Page 1 of 3 123 LastLast
Results 1 to 15 of 39
  1. #1
    Join Date
    Sep 2004
    Posts
    4

    Unanswered: Do I need recursion ?

    Hi there, Any tips on my problem would be most welcome...

    right, the scenario.

    A web Blog

    blogger1 posts a blog_entry, e.g I love the simpsons
    blogger2 comments on that blog_entry, e.g No, I hate the simpsons
    Blogger3 comments on that comment, ie, How can you hate the simpsons.

    so you can comment on a comment on a comment etc.. lool.

    right, i have got two tables... Blog_entry & comment. i need to be able to search for a blog_entry + all the comments on that blog_entry..

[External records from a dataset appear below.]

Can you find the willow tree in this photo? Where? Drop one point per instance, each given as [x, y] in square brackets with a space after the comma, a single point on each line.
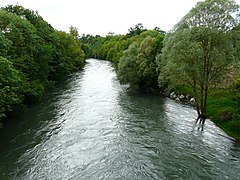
[199, 49]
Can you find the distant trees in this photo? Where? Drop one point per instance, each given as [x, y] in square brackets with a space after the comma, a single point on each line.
[32, 54]
[199, 50]
[137, 66]
[137, 30]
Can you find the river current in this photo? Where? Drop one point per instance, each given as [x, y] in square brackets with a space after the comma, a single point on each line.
[91, 127]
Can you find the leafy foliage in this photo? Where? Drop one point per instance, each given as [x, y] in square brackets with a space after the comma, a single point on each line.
[200, 49]
[32, 54]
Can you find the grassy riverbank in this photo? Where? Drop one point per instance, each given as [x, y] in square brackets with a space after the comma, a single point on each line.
[223, 109]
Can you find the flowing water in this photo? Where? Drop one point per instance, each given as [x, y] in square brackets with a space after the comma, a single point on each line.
[91, 127]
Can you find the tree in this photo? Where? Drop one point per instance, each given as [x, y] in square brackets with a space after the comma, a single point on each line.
[11, 92]
[199, 50]
[137, 30]
[74, 32]
[127, 67]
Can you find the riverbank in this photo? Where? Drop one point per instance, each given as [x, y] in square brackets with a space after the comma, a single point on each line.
[223, 109]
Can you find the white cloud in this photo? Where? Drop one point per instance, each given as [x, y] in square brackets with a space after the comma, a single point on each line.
[100, 17]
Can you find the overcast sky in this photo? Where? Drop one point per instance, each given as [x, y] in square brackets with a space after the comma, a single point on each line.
[103, 16]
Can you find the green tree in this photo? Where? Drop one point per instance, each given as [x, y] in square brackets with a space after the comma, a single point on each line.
[199, 50]
[11, 83]
[127, 68]
[74, 32]
[137, 30]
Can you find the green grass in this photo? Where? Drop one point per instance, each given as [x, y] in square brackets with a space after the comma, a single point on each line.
[222, 109]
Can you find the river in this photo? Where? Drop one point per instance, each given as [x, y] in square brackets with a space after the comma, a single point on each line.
[91, 127]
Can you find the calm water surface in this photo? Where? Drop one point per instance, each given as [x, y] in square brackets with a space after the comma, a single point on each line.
[91, 127]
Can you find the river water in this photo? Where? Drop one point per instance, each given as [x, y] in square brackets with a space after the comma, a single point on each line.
[91, 127]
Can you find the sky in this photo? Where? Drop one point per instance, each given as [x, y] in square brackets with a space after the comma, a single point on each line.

    at the moment i can search for the comments on the blog_entry using the FK in the comment table.


    blog_entry
    INSERT INTO Blog_Entry VALUES(0001,'I love the Simpsons');

    comments
    INSERT INTO Comment VALUES(0001,' No I hate the simpsons, cID 1000);

    but i need to be able to search for the comments on comments

    INSERT INTO Comment VALUES(0001,' How can you hate the simpsons, cID1000);

    hopefully you can see the problem here, with only one comments table how can i get the search for the comment on the comment.. there’s nothing linking them...
    I could make a sub comments table, and use a FK (as with the blog_entry & first comment)

    but then I would have to make another sub sub table to be able to get those comments on the first sub table... this would go on and on for each comment on comment.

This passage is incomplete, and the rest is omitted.